We also turned off the Facebook marketing, and since then the number of new users per day sometimes dips as low as single-digits. Recently there have been periods where I haven't opened the app for 24 hours, only to find that the last photo posted was the one I posted 24 hours ago.

"Haven't opened the app for 24 hours???" you might be wondering. If you're using your own app so infrequently, what chance does it have?

And you'd be right. While I still love the product we built to death, it pains me that usage is now dominated by my partners and our friends. Opening the app is a visceral reminder of the gap between the objective odds of success and what the overconfidence bias led me to believe.

Now it's important to remind that Snapix is just a side project, not a full-time venture. Were it the latter, I'd be much more crushed. In addition, I'd be financially obligated to exhaust every last hypothesis that might convert our product from where it is to something stickier and more viral. There are lots of product changes and hypotheses we haven't explored because it's a side project and we have other priorities.
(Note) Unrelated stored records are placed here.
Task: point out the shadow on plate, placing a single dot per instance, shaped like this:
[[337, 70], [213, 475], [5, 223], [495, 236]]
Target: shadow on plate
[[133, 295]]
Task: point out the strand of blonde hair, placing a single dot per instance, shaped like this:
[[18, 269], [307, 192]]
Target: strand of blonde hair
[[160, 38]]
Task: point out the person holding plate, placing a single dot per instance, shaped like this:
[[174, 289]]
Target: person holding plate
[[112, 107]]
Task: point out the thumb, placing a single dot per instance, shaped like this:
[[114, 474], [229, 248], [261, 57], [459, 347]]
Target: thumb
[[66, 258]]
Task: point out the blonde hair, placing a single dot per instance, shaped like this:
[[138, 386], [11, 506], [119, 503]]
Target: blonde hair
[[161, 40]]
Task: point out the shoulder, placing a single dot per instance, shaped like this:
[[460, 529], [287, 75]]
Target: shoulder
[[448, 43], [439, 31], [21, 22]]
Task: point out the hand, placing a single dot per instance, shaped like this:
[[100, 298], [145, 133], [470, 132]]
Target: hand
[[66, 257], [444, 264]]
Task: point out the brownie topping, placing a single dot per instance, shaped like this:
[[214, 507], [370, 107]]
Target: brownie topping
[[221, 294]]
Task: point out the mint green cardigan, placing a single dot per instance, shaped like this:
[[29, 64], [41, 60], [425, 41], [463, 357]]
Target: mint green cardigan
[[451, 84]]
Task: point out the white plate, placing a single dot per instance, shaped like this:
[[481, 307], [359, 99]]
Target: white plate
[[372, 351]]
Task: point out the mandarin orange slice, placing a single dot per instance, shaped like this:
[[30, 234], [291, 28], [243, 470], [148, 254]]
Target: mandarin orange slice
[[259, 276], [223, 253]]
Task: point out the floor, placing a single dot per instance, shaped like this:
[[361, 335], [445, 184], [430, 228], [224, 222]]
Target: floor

My Snapix partners and I are left with the following choices, at least in theory:

  • Rearrange our priorities in order to try to revive Snapix, or pivot it into something more successful
  • Pull it from the App Store and call it a day so none of us have to experience the pain of its lack of traction
  • Leave it as is and appreciate the fact that we built a great fucking app that we once used obsessively and still adore, despite the pain

It's a no-brainer — even the thought of taking the app offline makes me shudder. That would be far more painful than the slowdown in usage. Revising or "pivoting" the app is a possibility, but not for now, as the guy who developed Snapix is now living in a different hemisphere as the other partner and myself. Pivoting the app from across the world, at a time when we're all focused on other things, seems like a different kind of pain.

Fulfilling a promise

Reconciling what you know — this venture was always a long shot — and what you feel — our app was the one in a thousand that would thrive — is difficult. But there's another bit of knowledge I've always held, and perhaps only need time to embrace: Snapix was going to be a worthwhile learning experience no matter what traction it got. After all, the product makers and entrepreneurs I admire only got where they are now after putting a few skins on the wall.

Come to think of it, the guy I was when I started on Snapix was pretty wise. It's about time I get in touch with that guy and acknowledge all the good I had promised myself.